Lumbosacral spondylolysis is a condition common among dancers, weight lifters, and people who carry heavy things for a living. It causes back pain when bending backward, but may have no symptoms when a person bends forward.
What activities can lead to lumbar sponydylolysis?
Certain activities and sports are also associated with a higher incidence of lumbosacral spondylolysis:
- Sports that involve throwing
- Gymnastics
- Rowing
- Wrestling
- Diving
- Weight lifting
- Ballet (especially when a ballet dancer overcompensates by bending back)
- Football
- Dancing
- Volleyball
- Repeated extension, flexion, torsion, and rotation of the back, especially if done against resistance
What are the signs and symptoms of lumbar spondylolysis?
Here are a few symptoms of this condition:
- Forward bending may not elicit pain, but backward bending does
- Sciatica (a syndrome of pain, tingling, and weakness that indicates sciatic nerve involvement)
- Tight hamstrings, tight lumbar muscles
- Thigh and buttock pain
- Hyperlordosis (exaggerated curvature of the back that makes the buttocks project outwards)
How can acupuncture help people with lumbar spondylolysis?
Acupuncture has been studied repeatedly when it comes to its usefulness in lumbar spondylysis and in many other conditions.

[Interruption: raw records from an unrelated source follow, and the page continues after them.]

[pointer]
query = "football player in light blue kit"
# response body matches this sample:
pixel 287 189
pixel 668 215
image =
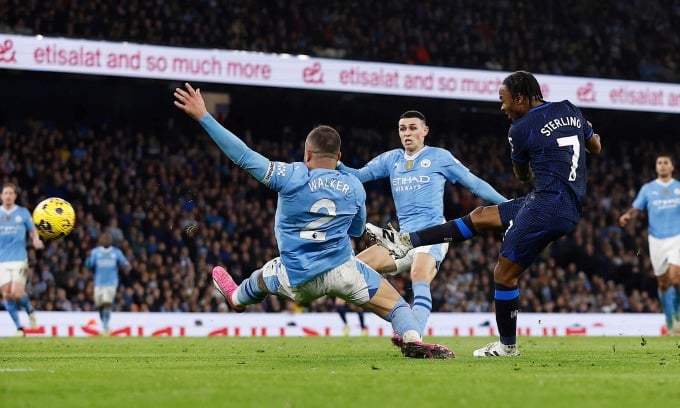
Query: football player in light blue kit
pixel 15 223
pixel 105 260
pixel 418 174
pixel 661 199
pixel 318 209
pixel 549 142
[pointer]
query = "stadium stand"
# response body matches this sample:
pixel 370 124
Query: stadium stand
pixel 143 174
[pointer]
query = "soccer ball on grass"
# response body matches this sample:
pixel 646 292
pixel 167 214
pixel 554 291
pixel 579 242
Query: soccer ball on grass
pixel 54 218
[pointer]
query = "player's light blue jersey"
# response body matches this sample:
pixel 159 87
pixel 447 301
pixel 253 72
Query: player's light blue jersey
pixel 14 225
pixel 552 138
pixel 418 183
pixel 105 263
pixel 317 210
pixel 662 203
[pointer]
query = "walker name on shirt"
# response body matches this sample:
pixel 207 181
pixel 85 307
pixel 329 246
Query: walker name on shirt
pixel 666 203
pixel 328 182
pixel 554 124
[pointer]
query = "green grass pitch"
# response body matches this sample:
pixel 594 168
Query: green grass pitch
pixel 334 372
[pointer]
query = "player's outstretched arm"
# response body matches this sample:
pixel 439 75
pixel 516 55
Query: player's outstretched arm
pixel 191 102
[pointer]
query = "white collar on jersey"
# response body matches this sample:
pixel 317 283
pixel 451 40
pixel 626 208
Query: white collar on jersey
pixel 413 157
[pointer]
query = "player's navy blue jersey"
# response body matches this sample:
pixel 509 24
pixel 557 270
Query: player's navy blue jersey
pixel 552 138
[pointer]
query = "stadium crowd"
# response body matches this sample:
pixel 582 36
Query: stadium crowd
pixel 176 208
pixel 626 39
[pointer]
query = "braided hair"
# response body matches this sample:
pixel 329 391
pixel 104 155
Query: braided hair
pixel 523 83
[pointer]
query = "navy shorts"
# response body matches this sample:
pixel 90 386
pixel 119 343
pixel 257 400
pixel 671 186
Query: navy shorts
pixel 530 225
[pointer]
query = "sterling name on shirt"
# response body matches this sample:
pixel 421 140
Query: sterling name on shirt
pixel 554 124
pixel 328 182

According to a review of several studies evaluating acupuncture’s effectiveness against low back pain, acupuncture seems to be effective.
Evidence strongly suggests, in fact, that acupuncture can be a very good addition to many treatments for low back pain. There is also moderate evidence indicating that acupuncture, whether sham or not, does bring about relief.
People who choose not to take medications for their low back pain may benefit from acupuncture. It does not come with the side effects of drugs and is a more natural means of achieving pain relief from lumbosacral spondylolysis.
A study has also been done to determine if fake or simulated acupuncture actually has the same effects as real acupuncture. According to the evidence presented, there seems to be no difference. This means that even simulated or sham acupuncture can help a person in pain due to lumbosacral spondylolysis.
Whether or not this healing effect is because of a psychological or “placebo” effect is uncertain. But to people in pain, what matters is that it does provide pain relief – and it does so in a natural way.